Rewang hajatan merupakan tradisi yang masih lestari di masyarakat pedesaan hingga saat ini. Tradisi rewang pada masyarakat Jawa merupakan suatu kewajiban, bukan hanya berkaitan dengan urusan kemanusiaan tapi juga menghindari hukum sosial.
Sudah fitrahnya bahwa manusia adalah makhluk sosial, yang saling bergantung satu sama lain. Terlihat dari tradisi gotong royong yang sudah ada sejak zaman dahulu kala. Tradisi gotong royong juga masih sangat kental di wilayah pedesaan, salah satunya adalah Tradisi Rewang.

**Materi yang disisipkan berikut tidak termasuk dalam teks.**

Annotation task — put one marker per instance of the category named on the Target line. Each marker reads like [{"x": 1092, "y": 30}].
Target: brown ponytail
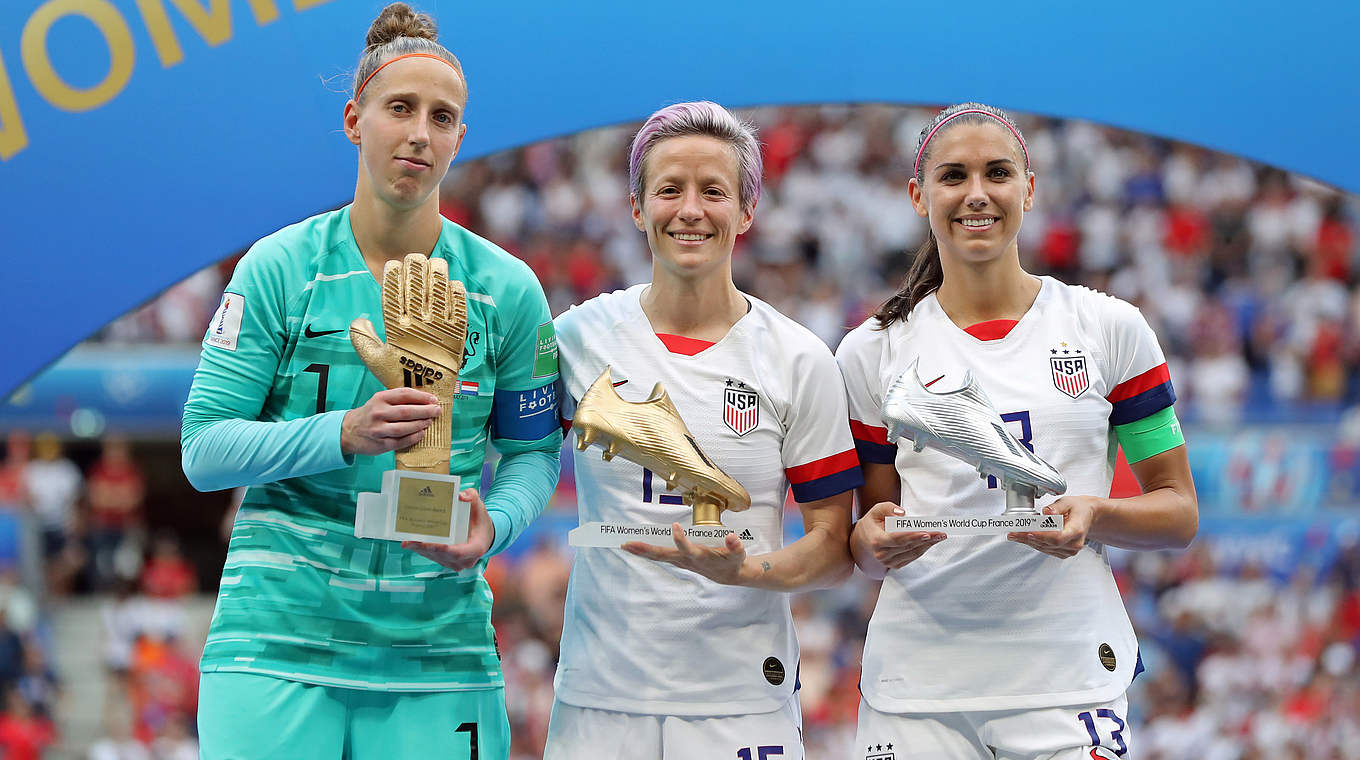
[
  {"x": 926, "y": 273},
  {"x": 399, "y": 30},
  {"x": 922, "y": 279}
]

Pada umumnya, rewang dilakukan saat ada tetangga yang akan menggelar acara besar seperti pernikahan, sunatan, dsb. Baik perempuan maupun laki-laki semua turut andil meringankan dan mensukseskan acara besar tersebut.

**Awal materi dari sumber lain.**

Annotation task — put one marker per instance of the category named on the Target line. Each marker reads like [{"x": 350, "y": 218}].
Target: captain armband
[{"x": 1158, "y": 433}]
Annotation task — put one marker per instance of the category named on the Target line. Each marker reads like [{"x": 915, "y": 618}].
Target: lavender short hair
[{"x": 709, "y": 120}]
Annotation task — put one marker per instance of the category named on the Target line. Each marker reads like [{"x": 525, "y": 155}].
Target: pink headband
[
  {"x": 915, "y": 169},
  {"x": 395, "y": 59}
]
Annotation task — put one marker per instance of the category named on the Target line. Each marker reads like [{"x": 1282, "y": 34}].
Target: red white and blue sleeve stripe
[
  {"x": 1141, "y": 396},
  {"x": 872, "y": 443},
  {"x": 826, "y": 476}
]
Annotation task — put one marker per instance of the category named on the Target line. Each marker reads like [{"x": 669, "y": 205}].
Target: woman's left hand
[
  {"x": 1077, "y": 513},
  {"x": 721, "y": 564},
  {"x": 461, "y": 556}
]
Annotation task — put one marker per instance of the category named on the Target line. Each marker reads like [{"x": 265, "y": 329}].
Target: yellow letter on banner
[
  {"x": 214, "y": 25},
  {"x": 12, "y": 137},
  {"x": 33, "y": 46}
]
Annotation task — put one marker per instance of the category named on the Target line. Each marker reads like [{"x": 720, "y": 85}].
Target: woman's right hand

Dalam bukunya yang berjudul Javanese Villagers : Social Relations in Rural Modjukuto, Robert R. Jay mengatakan bahwa orang Jawa tidak menempatkan dirinya sebagai individu yang bisa melakukan semua hal. Orang Jawa sejak dulu telah sadar bahwa hidup ini pasti membutuhkan dan melibatkan orang lain.
Kegiatan yang dilakukan saat rewang adalah memasak bersama-sama. Dalam hal ini perempuan yang memiliki andil besar dalam keberjalanannya. Sementara laki-laki menyiapkan hal-hal yang lebih berat seperti menyiapkan peralatan-peralatan yang dibutuhkan. Di beberapa wilayah laki-laki juga diminta untuk memasak nasi dan air karena dianggap lebih berat. Pada saat hari H, para muda-mudi yang bertugas untuk mengantarkan hidangan ke para tamu (sinoman). Jadi rewang ini melibatkan semua kalangan baik laki-laki, perempuan, tua, muda.

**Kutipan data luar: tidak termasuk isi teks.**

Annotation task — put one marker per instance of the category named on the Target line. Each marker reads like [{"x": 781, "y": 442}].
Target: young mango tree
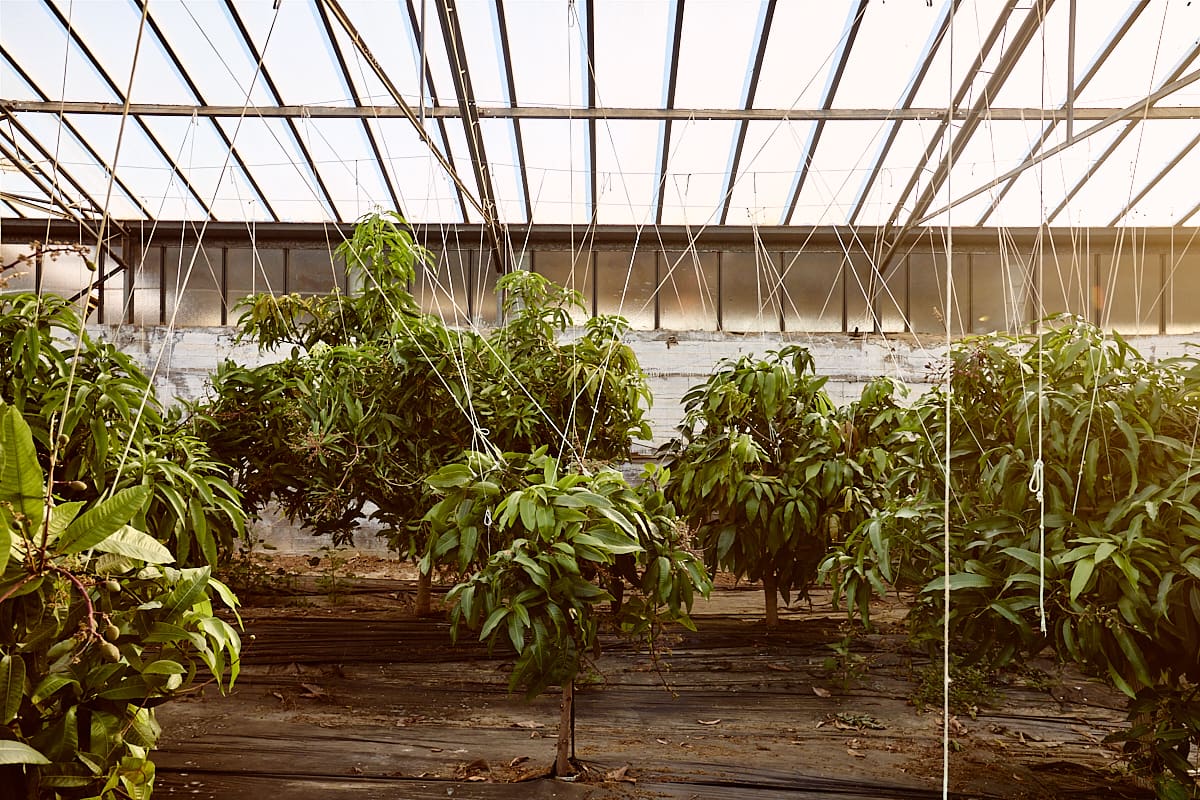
[
  {"x": 1108, "y": 438},
  {"x": 759, "y": 470},
  {"x": 96, "y": 629},
  {"x": 545, "y": 540}
]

Tradisi rewang hajatan ini masih bertahan di wilayah pedesaan. Karena biasanya penyelenggaraan acara besar di desa sudah dimulai paling tidak 3 hari sebelum hari H itu sendiri. Jadi sudah sangat jelas jika penyelenggaraan acara besar ini melibatkan orang banyak. Selain itu, di desa semua serba buat sendiri, mulai dari makanan pokok nasi, lauk pauk, camilan yang nanti akan dihidangkan untuk para tamu. Sebelum hari H juga ada pemberian hantaran untuk para kerabat dan tetangga yang biasanya berisi nasi, lauk pauk berupa daging sapi, tahu, tempe, dll. Itu juga semua dibuat oleh para orang yang rewang.
Semua yang terlibat dalam rewang hajatan tidak diberi imbalan alias bantu sukarela. Biasanya hanya disediakan makan di tempat. Rewang pada akhirnya tidak hanya berbicara tugas perempuan di dapur, tetapi juga berkaitan dengan bentuk perjuangan dan pengorbanan kepada masyarakat. Serta peran perempuan yang pro aktif demi terwujudnya perbaikan keadaan. Jadi, sukarela tersebut yang menjadi basis sebuah tradisi rewang dalam upaya membentuk dan membangun kebiasaan inisiatif dan partisipatif dalam kehidupan sosial dan politik.
Tradisi rewang juga pembentuk dapur sebagai penghubung nilai-nilai sosial perempuan Jawa yaitu silaturahmi yang sangat kuat nilai-nilai kehidupan yang setara, adil, dan harmonis. Serta sebagai upaya pencegahan konflik yang mungkin karena adanya perbedaan.
Tradisi rewang juga dapat dikatakan sebagai konsep komunitas yang di dalamnya tidak ada lagi struktur sosial. Oleh karena itu, rewang bisa sangat memungkinkan terjadinya unsur kesetaraan demi kehidupan yang adil dan makmur.